From a letter to a friend, excerpted by permission. Plus, I append a few not unrelated rambles out of my journal.
...I enclose one of the more intelligible passages from Robert M. Haralick, The Inner Meaning of the Hebrew Letters (Northvale, New Jersey: Jason Aronson, Inc., 1995).
Was Goethe a mystic? Yeah, though sort of a maverick mystic. Goethe was fascinated with science, but appalled by the rationalism & reductionism which in his day (late 18th & early 19th century) were considered synonymous with science. At the same time, in religion he was neither any name-brand of orthodox nor any name-brand of heterodox-- I think in today's barbarous cant he would be called "spiritual rather than religious," though his thinking was too incisive and critical to commend itself to today's "New Age" types. He had been influenced in earlier adulthood by the kabbalah(?) and alchemy.

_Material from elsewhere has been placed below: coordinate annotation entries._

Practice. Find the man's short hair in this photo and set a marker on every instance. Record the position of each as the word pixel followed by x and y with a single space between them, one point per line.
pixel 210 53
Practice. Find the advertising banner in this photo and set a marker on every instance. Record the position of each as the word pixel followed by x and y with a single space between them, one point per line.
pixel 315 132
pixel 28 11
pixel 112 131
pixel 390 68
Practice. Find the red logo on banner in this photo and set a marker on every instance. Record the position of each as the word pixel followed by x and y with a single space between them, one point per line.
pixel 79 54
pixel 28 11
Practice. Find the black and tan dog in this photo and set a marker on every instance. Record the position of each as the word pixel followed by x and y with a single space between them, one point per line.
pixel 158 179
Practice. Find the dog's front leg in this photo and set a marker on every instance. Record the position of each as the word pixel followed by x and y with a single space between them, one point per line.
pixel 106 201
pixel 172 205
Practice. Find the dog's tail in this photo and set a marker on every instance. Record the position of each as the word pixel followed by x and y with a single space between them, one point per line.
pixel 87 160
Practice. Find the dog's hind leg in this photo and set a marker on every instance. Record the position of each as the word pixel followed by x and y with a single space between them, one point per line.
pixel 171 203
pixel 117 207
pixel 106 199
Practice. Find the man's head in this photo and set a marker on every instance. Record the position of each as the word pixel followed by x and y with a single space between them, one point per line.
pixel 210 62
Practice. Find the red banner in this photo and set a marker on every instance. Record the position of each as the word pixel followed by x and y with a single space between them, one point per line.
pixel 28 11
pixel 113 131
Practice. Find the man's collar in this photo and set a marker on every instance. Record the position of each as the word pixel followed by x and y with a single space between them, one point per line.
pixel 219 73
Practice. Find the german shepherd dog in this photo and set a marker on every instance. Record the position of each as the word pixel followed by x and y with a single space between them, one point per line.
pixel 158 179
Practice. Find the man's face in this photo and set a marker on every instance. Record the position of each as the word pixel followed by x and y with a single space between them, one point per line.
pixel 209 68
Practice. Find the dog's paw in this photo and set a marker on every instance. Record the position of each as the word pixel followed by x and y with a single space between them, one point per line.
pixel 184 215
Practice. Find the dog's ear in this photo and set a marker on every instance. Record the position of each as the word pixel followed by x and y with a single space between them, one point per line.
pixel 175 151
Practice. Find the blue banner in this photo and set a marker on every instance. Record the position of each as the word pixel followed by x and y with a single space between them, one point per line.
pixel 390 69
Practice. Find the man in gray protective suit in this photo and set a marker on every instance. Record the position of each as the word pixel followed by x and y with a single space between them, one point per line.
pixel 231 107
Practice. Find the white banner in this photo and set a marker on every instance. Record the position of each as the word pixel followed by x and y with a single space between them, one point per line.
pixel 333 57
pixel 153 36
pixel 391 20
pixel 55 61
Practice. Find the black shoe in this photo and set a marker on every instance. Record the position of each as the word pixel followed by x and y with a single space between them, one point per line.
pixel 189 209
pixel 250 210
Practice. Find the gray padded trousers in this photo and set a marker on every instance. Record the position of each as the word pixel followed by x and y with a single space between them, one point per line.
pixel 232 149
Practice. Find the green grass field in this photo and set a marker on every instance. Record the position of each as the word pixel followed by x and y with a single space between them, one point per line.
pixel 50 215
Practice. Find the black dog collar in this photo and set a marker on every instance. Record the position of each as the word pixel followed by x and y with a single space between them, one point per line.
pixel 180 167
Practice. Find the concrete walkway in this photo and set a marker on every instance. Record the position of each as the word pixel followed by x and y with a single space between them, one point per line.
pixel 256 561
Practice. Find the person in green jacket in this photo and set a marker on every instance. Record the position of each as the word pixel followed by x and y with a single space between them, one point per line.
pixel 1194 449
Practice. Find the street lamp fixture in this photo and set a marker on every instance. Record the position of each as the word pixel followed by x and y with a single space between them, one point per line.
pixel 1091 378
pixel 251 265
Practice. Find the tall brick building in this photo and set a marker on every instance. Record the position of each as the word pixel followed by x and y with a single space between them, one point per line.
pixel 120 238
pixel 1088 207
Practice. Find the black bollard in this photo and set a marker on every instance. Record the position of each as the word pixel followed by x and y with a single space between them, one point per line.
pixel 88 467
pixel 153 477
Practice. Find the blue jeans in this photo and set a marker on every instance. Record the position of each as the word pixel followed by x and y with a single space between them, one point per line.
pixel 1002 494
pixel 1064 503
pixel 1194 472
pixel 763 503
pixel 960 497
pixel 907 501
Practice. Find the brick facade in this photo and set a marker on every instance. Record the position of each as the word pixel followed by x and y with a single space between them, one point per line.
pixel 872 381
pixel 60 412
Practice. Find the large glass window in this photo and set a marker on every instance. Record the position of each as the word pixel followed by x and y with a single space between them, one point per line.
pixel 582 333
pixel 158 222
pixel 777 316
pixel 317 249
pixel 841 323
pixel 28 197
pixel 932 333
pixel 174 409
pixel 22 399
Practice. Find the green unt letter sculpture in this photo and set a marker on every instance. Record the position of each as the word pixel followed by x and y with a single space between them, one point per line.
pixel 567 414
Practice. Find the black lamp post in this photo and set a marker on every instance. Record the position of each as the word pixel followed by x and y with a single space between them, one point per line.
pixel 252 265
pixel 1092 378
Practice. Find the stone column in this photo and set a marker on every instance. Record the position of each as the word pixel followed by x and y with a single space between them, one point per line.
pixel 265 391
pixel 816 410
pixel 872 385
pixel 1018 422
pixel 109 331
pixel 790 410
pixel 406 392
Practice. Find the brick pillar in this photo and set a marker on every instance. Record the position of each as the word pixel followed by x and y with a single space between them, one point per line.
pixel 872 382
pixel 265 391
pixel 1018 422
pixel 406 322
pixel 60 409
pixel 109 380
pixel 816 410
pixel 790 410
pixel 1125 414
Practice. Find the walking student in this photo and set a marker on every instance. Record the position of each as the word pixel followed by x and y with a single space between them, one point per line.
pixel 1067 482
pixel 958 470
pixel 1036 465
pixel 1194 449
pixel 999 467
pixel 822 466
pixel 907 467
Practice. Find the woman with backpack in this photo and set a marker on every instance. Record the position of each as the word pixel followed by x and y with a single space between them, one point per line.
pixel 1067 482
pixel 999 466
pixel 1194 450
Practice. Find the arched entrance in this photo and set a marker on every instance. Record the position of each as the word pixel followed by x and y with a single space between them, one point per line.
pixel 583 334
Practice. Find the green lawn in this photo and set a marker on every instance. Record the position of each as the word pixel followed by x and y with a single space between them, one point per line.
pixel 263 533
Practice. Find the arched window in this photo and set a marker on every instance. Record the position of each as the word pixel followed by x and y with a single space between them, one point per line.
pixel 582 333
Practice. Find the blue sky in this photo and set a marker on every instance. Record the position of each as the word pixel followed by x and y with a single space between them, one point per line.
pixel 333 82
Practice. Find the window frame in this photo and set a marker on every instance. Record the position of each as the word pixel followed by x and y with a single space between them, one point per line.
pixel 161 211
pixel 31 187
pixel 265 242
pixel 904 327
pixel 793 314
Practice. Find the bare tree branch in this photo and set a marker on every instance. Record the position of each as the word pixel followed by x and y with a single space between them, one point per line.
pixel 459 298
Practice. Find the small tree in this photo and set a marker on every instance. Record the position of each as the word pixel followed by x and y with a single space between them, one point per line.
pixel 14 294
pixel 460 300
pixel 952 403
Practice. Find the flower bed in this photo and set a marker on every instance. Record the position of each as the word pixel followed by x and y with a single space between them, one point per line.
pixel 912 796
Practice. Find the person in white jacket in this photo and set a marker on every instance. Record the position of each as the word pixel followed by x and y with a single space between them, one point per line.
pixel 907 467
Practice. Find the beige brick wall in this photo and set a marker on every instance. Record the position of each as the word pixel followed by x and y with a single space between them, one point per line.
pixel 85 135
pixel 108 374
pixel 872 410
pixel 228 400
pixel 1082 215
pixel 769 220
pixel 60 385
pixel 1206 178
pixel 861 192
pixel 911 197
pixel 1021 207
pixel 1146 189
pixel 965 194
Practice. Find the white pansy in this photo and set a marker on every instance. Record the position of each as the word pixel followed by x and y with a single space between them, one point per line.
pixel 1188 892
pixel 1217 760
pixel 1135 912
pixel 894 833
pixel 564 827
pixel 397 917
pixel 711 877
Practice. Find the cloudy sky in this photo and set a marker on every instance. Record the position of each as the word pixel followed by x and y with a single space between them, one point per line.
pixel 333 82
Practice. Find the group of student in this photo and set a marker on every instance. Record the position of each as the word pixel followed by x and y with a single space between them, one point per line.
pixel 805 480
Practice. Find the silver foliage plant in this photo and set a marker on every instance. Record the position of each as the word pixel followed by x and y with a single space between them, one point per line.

Goethe's approach to science has sometimes been interpreted in today's philosophy of science by translating it into terms of Husserlian phenomenology, Wittgenstein's later philosophy of "language games," and suchlike. It is not overtly mystical, though I think mystical elements do lie not far beneath the surface. One is always attempting to discern the whole-- or rather, the "primal phenomenon"-- "in, with, and under" the individual concrete phenomena. And these individual phenomena become in turn a virtual "natural sacrament" of the Urphänomen as it unfolds. I remember my reaction on first encountering Goethe's Theory of Colors, several years ago, was, "I'd be surprised if this didn't have a vogue back in the Sixties!"
Though once again, Goethe's approach would perhaps have been too tightly disciplined and critical to appeal to the Sixties. From what (very, very) little I know of them, the "Ignatian Exercises" of the Jesuits might display a closer affinity with Goethe's "way of science": though imagine the Ignatian Exercises directed toward the book of nature instead of toward the book of revelation.
The other day, I made a fantastic book find, a copy of Robert Burton's Anatomy of Melancholy. "Edited in an all English text by Floyd Dell and Paul Jordan-Smith." New York: Farrar & Rinehart, 1927. Have been looking for my own copy of this for years. Burton was an Anglican clergyman, a scholar at Oxford in Elizabethan England. This is a magnificent book, everything you ever wanted to know about the misfiring, and cure, of souls, in eminently browsable form. Together with a lot of early 17th century quaintery about leeches, the "four humours," etc.
Have you ever noticed, there are certain books that lend themselves to inexhaustible browsing? I think especially of Boswell's Life of Johnson; Thoreau's Walden; or even William Least Heat Moon's Blue Highways, one of my longstanding "laundromat books."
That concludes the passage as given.